Iterate through 2d array of booleans and leave only the largest contiguous "2D blob of ones"

Question

Ok, so the question is kind of awkwardly phrased, but I hope this will clear things up.

I have this sample 2d array.

$array = array(
array(1, 0, 0, 0, 1, 0, 0, 1),
array(0, 0, 1, 1, 1, 1, 0, 1),
array(0, 1, 1, 0, 1, 0, 0, 0),
array(0, 1, 1, 0, 0, 0, 1, 0),
array(1, 0, 0, 0, 1, 1, 1, 1),
array(0, 1, 1, 0, 1, 0, 1, 0),
array(0, 0, 0, 0, 0, 0, 0, 1)
);

When iterated by rows (and terminating each row with \n), and for every row then iterated by column, it will echo something like this: (░░ = 0, ▓▓ = 1)

    ▓▓░░░░░░▓▓░░░░▓▓
    ░░░░▓▓▓▓▓▓▓▓░░▓▓
    ░░▓▓▓▓░░▓▓░░░░░░
    ░░▓▓▓▓░░░░░░▓▓░░
    ▓▓░░░░░░▓▓▓▓▓▓▓▓
    ░░▓▓▓▓░░▓▓░░▓▓░░
    ░░░░░░░░░░░░░░▓▓

But what I'd like to do is to "analyse" the array and only leave 1 contiguous shape (the one with the most "cells"), in this example, the result would be:

    ░░░░░░░░▓▓░░░░░░
    ░░░░▓▓▓▓▓▓▓▓░░░░
    ░░▓▓▓▓░░▓▓░░░░░░
    ░░▓▓▓▓░░░░░░░░░░
    ▓▓░░░░░░░░░░░░░░
    ░░▓▓▓▓░░░░░░░░░░
    ░░░░░░░░░░░░░░░░

My initial approach was to:

Assign each ▓▓ cell a unique number (be it completely random, or the current iteration number):

01      02    03
    04050607  08
  0910  11      
  1213      14  
15      16171819
  2021  22  23  
              24

Iterate through the array many, MANY times: every iteration, each ▓▓ cell assumes the largest unique number among his neighbours.

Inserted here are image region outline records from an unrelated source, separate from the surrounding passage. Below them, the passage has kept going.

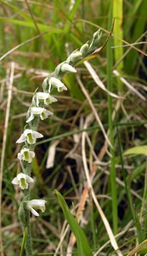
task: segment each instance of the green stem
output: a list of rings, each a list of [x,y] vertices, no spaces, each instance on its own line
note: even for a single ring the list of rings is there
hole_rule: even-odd
[[[22,224],[23,233],[27,228],[27,235],[25,240],[25,253],[27,256],[32,255],[31,232],[30,224],[30,212],[27,209],[27,201],[30,200],[30,191],[26,189],[24,192],[24,198],[20,203],[19,209],[19,218]]]
[[[110,30],[110,22],[112,20],[112,9],[111,5],[110,8],[109,15],[109,24],[108,29]],[[113,55],[112,55],[112,46],[113,38],[110,37],[107,43],[107,84],[108,90],[113,91],[113,83],[112,83],[112,67],[113,67]],[[113,148],[110,148],[111,158],[110,158],[110,188],[111,188],[111,196],[112,196],[112,219],[113,219],[113,230],[114,233],[117,233],[117,193],[116,185],[116,166],[115,166],[115,150],[114,150],[114,133],[113,133],[113,119],[112,119],[112,99],[111,96],[108,95],[108,113],[109,113],[109,131],[110,131],[110,141]]]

The loop would go on indefinitely until there's no change detected between the current state and the previous state. After the last iteration, the result would be this:
```
01      21    08
    21212121  08
  2121  21      
  2121      24  
21      24242424
  2121  24  24  
              24
```
Now it all comes down to counting the value that occurs the most. Then, iterating once again, to turn all the cells whose value is not the most popular one, to 0, giving me the desired result.

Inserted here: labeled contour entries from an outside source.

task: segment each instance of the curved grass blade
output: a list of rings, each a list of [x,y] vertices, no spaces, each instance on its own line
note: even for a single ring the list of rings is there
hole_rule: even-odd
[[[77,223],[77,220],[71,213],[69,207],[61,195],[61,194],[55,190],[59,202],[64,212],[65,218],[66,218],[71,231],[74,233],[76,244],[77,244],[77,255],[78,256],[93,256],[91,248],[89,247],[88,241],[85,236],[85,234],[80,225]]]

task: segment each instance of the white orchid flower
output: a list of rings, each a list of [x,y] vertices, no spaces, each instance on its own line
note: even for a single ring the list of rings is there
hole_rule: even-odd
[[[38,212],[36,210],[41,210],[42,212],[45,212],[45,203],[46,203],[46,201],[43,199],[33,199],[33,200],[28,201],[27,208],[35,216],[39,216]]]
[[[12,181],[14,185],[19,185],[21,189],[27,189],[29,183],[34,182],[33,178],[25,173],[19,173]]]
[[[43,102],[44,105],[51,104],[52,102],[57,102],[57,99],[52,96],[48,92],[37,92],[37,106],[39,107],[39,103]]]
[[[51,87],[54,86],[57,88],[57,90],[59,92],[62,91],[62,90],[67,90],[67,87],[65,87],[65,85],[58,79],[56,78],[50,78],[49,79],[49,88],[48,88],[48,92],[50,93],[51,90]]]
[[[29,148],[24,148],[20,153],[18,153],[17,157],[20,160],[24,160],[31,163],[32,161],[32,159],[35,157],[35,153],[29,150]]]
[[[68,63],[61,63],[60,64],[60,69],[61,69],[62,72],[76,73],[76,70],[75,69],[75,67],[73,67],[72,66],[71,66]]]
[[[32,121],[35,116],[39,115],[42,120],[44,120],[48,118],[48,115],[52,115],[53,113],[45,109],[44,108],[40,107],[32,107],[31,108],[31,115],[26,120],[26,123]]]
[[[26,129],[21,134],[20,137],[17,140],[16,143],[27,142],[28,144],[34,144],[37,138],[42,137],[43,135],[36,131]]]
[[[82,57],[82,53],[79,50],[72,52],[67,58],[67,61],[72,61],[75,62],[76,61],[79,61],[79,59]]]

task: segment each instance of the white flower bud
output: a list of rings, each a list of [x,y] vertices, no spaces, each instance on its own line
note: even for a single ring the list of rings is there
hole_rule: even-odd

However, I feel it's quite a roundabout and computationally heavy approach for such a simple task and there has to be a better way. Any ideas would be greatly appreciated, cheers!

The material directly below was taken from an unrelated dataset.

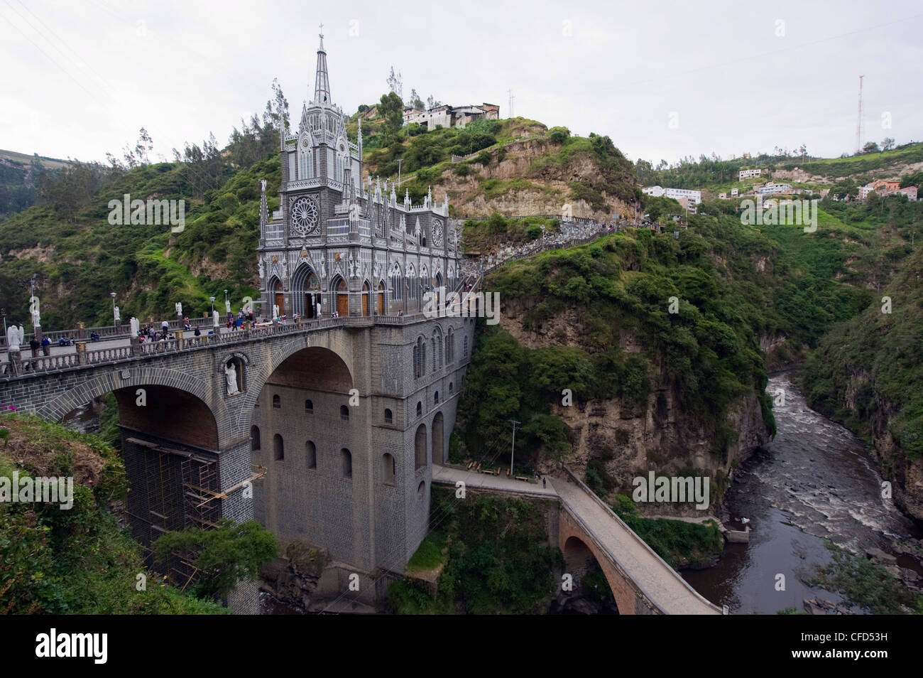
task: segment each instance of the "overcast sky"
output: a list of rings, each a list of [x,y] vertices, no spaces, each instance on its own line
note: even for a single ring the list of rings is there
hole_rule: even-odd
[[[0,148],[103,160],[147,127],[154,156],[262,111],[278,78],[295,122],[318,24],[348,113],[390,67],[453,105],[488,102],[630,159],[773,146],[836,156],[923,139],[923,5],[871,2],[0,0]],[[890,118],[891,128],[882,127]]]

BONUS POINTS: Divide all the blobs into an array of 2D arrays, ordered by number of cells, so we can do something with the smallest blob, too

It's a common algorithm to get the connection components of a graph. It takes at most as much iterations as the size of the biggest component. You cannot expect to get much better than that. — MrSmith42, Feb 13 '18 at 15:38
I think you should look at it as a matrix. You could find biggest blob by looking at neighbors of selected point. Each time remembering what points were used. I would use OOP for this. — Universus, Feb 13 '18 at 15:44
Read about https://en.wikipedia.org/wiki/Flood_fill and https://en.wikipedia.org/wiki/Connected-component_labeling — גלעד ברקן, Feb 13 '18 at 16:02

MrSmith42 · Answer 1 · 2018-02-22T09:05:13.837

2

I can only think of a few minor improvements:

Keep a linked list of the not empty fields. In step 2 you do not need to touch n² matrix-elements, you only need to touch the ones in your linked list. Which might be much less depending how sparse your matrix is.
You only need to compare to the right, right-down, left-down and down directions. Otherwise The other directions are already checked from the former row/column. What I mean: When I am greater that my right neighbour, I can already change the number of the right neighbour. (same for down and right-down). This halfs the number of compairs.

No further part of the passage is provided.